ジャズ・クラシック・JPOP・洋画・邦画・落語

 これらの名詞群を使って集合列挙を表記してみましょう。

  • ジャズ及びクラシック
  • ジャズ、クラシック及びJPOP
  • ジャズ及びJPOP並びに邦画
  • ジャズ及びクラシック並びに洋画及び邦画
  • ジャズ、クラシック及びJPOP並びに洋画及び邦画並びに落語

 つまり、同種のブロック(分類や階層とも言える)毎にくくり、同種のものは及びで、及びではつなげないものを「並びに」でつないでいくことになります。

「又は」を使う選択列挙の場合

  • (AorB)=A又はB
  • (AorBorC)=A、B又はC
  • (AorB)orC=A若しくはB又はC
  • (AorB)or(CorD)=A若しくはB又はC若しくはD
  • ((AorB)orC)orD=A若しくはB若しくはC又はD

 選択列挙の場合、一番小さな同種のブロックは「又は」で連結しますが、大きなブロックが出てくると、「又は」は大きなブロックで用い、小さなブロックには「若しくは」を用います。3階層になった場合、「又は」は一番大きなブロックでのみ用います(5番目の例)。
 上記の語群を用いて選択列挙を表記してみましょう。

  • ジャズ又はクラシック
  • ジャズ、クラシック又はJPOP
  • ジャズ若しくはJPOP又は邦画
  • ジャズ若しくはクラシック又は洋画若しくは邦画

「並びに」「若しくは」のルール

 「並びに」「若しくは」には、簡単なルールがあります。

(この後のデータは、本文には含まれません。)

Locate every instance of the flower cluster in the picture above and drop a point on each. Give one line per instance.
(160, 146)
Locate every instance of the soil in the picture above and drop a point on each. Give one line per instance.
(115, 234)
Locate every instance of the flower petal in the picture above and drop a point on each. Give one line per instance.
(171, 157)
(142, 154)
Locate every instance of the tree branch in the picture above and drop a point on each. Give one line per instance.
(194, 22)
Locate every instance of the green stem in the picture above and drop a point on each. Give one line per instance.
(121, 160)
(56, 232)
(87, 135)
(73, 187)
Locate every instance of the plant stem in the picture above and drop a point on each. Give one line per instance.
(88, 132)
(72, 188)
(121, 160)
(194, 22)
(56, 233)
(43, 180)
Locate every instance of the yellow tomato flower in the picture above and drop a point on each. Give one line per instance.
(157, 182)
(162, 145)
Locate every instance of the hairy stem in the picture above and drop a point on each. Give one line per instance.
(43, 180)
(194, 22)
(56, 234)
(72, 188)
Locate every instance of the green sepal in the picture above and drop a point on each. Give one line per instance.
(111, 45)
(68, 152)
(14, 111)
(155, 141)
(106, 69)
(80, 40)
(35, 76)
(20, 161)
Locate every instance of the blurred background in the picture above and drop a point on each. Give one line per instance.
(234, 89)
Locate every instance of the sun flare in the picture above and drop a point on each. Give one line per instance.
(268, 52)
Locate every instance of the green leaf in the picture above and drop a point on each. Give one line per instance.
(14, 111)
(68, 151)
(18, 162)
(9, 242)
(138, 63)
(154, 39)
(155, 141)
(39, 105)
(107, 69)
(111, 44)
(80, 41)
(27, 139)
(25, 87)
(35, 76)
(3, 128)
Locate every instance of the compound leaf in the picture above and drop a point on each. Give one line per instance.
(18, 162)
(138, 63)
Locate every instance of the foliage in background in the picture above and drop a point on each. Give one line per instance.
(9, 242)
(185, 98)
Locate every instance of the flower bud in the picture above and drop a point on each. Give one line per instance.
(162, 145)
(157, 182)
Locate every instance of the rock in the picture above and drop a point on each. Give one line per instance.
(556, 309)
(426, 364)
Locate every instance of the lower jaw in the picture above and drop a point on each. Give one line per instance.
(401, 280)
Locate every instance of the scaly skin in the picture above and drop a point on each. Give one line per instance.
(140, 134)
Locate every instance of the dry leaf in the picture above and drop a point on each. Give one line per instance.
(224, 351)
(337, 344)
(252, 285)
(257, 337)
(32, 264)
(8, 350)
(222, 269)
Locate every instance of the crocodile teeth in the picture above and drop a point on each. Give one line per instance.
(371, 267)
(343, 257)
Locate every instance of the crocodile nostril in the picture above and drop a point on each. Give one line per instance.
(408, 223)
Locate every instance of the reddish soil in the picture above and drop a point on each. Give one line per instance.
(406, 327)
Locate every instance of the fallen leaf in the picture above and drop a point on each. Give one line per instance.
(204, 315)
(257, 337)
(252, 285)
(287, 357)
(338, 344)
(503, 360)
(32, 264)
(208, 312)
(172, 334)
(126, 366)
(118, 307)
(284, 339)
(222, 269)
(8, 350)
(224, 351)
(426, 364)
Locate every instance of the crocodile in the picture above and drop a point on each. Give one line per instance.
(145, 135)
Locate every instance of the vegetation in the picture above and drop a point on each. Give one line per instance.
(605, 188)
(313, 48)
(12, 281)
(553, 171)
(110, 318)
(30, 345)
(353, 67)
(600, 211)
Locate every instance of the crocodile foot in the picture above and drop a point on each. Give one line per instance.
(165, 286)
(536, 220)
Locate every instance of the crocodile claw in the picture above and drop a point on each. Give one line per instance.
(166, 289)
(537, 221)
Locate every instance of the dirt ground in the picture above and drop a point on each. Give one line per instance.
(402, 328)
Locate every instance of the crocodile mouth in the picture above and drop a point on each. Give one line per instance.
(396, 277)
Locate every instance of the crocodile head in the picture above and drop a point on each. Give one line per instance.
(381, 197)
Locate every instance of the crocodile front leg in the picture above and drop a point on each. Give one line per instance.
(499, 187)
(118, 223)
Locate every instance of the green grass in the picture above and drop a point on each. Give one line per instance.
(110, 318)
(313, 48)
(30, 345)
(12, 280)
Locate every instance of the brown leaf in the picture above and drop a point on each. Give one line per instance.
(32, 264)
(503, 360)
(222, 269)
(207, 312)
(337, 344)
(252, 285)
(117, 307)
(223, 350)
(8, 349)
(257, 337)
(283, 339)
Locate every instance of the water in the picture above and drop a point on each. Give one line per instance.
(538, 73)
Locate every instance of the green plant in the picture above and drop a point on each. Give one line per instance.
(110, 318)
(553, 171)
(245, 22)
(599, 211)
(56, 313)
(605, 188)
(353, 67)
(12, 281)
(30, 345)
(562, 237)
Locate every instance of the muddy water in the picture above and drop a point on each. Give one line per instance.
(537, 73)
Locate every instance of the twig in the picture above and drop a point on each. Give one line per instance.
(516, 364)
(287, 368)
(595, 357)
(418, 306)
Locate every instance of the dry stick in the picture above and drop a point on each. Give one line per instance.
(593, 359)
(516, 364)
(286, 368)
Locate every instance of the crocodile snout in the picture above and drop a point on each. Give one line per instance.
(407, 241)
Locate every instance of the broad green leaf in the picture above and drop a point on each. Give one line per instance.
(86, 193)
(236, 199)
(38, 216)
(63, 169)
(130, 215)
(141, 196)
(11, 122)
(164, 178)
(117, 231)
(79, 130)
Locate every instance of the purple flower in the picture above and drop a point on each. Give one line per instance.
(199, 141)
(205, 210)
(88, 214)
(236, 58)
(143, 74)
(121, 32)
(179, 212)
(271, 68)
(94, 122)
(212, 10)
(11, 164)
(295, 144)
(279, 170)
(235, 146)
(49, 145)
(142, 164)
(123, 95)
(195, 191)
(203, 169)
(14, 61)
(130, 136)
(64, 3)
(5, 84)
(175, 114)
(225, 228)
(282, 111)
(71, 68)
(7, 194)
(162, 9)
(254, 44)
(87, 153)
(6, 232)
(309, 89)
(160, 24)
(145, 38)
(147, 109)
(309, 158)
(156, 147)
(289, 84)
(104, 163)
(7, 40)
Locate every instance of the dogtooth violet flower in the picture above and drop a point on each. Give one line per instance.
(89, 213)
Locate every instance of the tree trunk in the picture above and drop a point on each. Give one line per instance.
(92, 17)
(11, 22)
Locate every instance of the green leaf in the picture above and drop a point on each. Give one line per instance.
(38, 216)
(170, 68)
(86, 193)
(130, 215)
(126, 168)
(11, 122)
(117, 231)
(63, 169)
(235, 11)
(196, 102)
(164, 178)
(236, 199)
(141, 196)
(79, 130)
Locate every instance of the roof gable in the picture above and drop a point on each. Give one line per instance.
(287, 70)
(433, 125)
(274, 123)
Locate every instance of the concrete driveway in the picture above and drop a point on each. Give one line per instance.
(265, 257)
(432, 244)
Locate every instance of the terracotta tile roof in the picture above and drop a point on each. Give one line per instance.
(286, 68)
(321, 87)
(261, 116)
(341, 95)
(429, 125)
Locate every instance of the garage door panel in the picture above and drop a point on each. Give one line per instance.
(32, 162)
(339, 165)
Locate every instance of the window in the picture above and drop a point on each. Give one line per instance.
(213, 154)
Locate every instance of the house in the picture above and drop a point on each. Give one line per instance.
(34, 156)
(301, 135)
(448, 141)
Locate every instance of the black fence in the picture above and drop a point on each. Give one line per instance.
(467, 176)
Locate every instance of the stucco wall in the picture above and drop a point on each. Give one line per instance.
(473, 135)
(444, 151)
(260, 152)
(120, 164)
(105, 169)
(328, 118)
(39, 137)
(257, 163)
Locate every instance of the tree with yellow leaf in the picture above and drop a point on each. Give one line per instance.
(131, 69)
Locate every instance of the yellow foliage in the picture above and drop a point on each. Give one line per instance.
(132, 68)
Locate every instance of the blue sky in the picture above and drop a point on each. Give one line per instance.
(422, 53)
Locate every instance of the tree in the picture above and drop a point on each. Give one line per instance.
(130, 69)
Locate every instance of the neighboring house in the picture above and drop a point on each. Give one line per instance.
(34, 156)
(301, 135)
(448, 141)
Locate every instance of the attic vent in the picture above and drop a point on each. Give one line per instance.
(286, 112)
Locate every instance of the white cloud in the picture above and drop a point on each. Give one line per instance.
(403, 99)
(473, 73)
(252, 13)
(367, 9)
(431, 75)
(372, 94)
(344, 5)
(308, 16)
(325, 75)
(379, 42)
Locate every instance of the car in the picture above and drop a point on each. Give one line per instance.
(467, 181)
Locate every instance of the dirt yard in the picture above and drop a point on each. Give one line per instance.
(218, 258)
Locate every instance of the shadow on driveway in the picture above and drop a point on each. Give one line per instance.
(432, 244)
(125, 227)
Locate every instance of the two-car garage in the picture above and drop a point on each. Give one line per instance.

それは、
「及び」のない連結に「並びに」を使う余地はなく、「又は」のない連結に「若しくは」を使う余地はない
ということです。
ですので、たとえば会社目的を考える際に、
・不動産の売買、賃貸並びに管理
という一文があれば、これはそれだけ公用文としては適切でないことがわかります。
この場合は、
・不動産の売買、賃貸及び管理
が正しい記載となります。

民法中の使用例

 公用文でよく例示されるのは、民法第974条第3号ですが、この条文は、本来「又は」を使うべき処に「及び」を使っている誤った例として紹介されるケースもあります。この条文で「及び」「又は」のどちらを用いるかは難しい処ですが、及びが「and」、又はが「or」に対応して用いられることを考えると、「又は」が正しい使用法と言えるでしょう。

終わりに

 この国土交通省の通達は、誤って解釈されているケースも多く、自治体によっては、堂々と「A、B、C、D全てもってこい」と書いてあるケースもあります。通達の最後には「申請者に過度な負担をかけないよう」と記載されていて、ちょっと笑えたりします。
 公用文を解釈される際は、文法だけにとらわれず、くくられている名詞の性質を考えて判断されるとよいのではないでしょうか。